Blog Post

Supreme Court takes public access TV case with bigger implications

October 15, 2018 | by Scott Bomboy

The Supreme Court will settle a dispute over a video that aired on a New York City public access television channel that could have ramifications for social media and public radio stations.

On Friday, the Justices said they would accept Manhattan Community Access Corp. v. Halleck for arguments sometime in 2019.  On the surface, the dispute is about the decision made by Manhattan Community Access Corporation (aka the Manhattan Neighborhood Network) to stop showing a video shot by two community producers that criticized MNN. The channel said it received complaints about some language used in the video by one of the producers; the channel also claimed the language violated its harassment policies.

The two producers sued on First Amendment grounds, claiming the public access channel was a public forum for free speech purposes and the channel was a state actor that censored their content, violating their free speech rights.

The case made its way through the legal system until a divided three-judge Second Circuit Appeals panel ruled in favor of the producers. Although MNN was a privately owned non-profit that operated the TV channel, two judges believed its programming represented a public forum protected by the First Amendment.

“We conclude that the public access TV channels in Manhattan are public forums and that [MNN’s] employees were sufficiently alleged to be state actors taking action barred by the First Amendment,” said Senior Judge Jon O. Newman, holding MNN responsible for its action, but not New York City.

Newman acknowledged his panel’s majority didn’t agree with other federal circuit court opinions on the matter. “With all respect to those courts that have expressed a view different from ours, we agree with the view expressed by Justices Kennedy and Ginsburg in Denver Area. Public access channels, authorized by Congress to be ‘the video equivalent of the speaker’s soapbox’ and operating under the municipal authority given to MNN in this case, are public forums, and, in the circumstances of this case, MNN and its employees are subject to First Amendment restrictions,” he concluded.

In his dissent, Judge Dennis Jacobs said the case needed to be decided under another Second Circuit precedent, Loce v. Time Warner Entertainment Advance/Newhouse Partnership, which said “a private corporation operating a television station under a city franchise agreement and in accordance with federal statute is not a state actor.”

“The majority conclusion that MNN is a state actor opens a split with the Sixth Circuit; considerably worse, it opens a split with the Second Circuit,” Jacobs said.

The Supreme Court accepted the case to settle two questions. The first question is if privately owned public access channels are state actors subject to “constitutional liability,” meaning that speakers on the channels have free-speech rights. The second question is if public access television stations are state actors for constitutional purposes when the state doesn’t control the private channel’s board or operations (i.e., its content).
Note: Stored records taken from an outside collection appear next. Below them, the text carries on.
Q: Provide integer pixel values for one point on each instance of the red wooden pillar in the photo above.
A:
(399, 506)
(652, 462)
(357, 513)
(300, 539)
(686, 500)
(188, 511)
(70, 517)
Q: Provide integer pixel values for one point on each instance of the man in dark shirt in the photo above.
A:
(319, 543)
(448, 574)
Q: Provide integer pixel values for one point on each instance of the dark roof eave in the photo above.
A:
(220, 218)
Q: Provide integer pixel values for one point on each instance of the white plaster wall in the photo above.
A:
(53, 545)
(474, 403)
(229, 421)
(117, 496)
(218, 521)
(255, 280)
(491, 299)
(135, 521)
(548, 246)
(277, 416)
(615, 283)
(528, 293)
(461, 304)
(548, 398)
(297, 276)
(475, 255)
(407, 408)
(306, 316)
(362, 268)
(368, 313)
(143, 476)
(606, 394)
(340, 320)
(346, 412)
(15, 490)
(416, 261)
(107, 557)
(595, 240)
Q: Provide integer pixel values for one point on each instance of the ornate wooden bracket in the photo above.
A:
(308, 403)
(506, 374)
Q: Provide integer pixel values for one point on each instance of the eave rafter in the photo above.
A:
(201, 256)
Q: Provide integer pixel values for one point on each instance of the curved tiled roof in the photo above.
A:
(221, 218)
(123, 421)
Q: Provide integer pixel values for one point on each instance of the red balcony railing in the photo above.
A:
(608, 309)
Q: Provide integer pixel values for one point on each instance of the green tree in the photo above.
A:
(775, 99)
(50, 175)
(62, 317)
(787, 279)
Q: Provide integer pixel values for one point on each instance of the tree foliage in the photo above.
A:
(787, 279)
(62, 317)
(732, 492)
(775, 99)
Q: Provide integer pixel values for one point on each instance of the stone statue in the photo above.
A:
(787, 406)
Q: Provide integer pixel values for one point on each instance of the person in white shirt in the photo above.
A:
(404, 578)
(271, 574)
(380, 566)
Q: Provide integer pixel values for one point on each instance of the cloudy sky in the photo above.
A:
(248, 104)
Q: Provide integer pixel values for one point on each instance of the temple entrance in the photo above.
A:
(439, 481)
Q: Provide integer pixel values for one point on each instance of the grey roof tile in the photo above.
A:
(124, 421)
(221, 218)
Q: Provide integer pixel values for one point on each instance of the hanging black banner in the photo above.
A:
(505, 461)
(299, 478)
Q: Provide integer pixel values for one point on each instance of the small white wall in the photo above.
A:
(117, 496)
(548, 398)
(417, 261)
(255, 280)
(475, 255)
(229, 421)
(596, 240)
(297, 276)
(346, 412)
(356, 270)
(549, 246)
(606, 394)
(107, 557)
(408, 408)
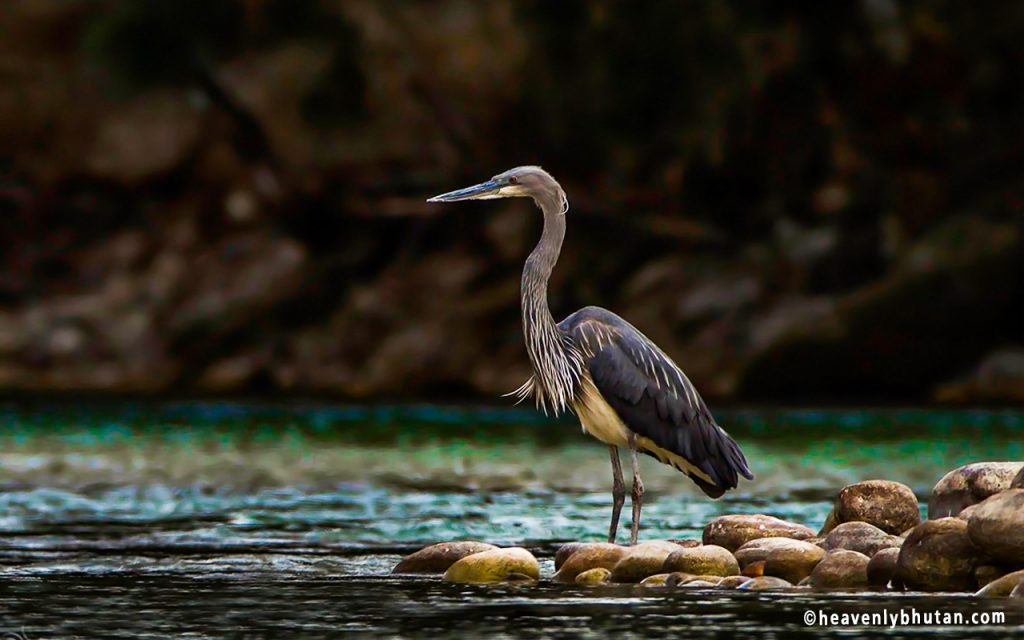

In their argument asking the Court to deny MNN’s appeal, the respondents said the state of New York and the city had the ability to decide if public access channels operating within the state were public forums for free-speech purposes. “New York City’s unmistakable intent [was] to designate its public access channels as public forums. While local governments are under no federal obligation to make this decision, New York City has chosen to do so,” claimed attorney Paul Hughes.

The petitioners also faulted arguments made by MNN that the Second Circuit’s ruling could be extended to put Facebook, Twitter, and public radio stations under same type of First Amendment considerations. “If this case ever does prompt a subsequent court of appeals to reach the sort of fanciful results that petitioners and their amici fear—such as deeming Twitter, NPR, or an Internet service provider a state actor—the Court can grant review then. These fairy-tale monsters are no reason for review here,” Hughes said.

In its final brief to the Supreme Court before the case was accepted, MNN repeated its claim that the lawsuit was about bigger issues.

“We stand at a moment when the very issue at the heart of this case—the interplay between private entities, nontraditional media, and the First Amendment—has been playing out in the courts, in other branches of government, and in the media itself,” it said. MNN also disputed that the state and city created the public access TV channel as a public forum.

“If the minimal nexus MNN has to the government is sufficient to find state action, then entities such as Time Warner, Facebook, Twitter, and National Public Radio, all of which have similar (though minimal) connections to government, should be concerned,” MNN said.

For those arguments alone, the case should get considerable attention as it gets nearer to a public argument date sometime before late April 2019.

Scott Bomboy is the editor in chief of the National Constitution Center.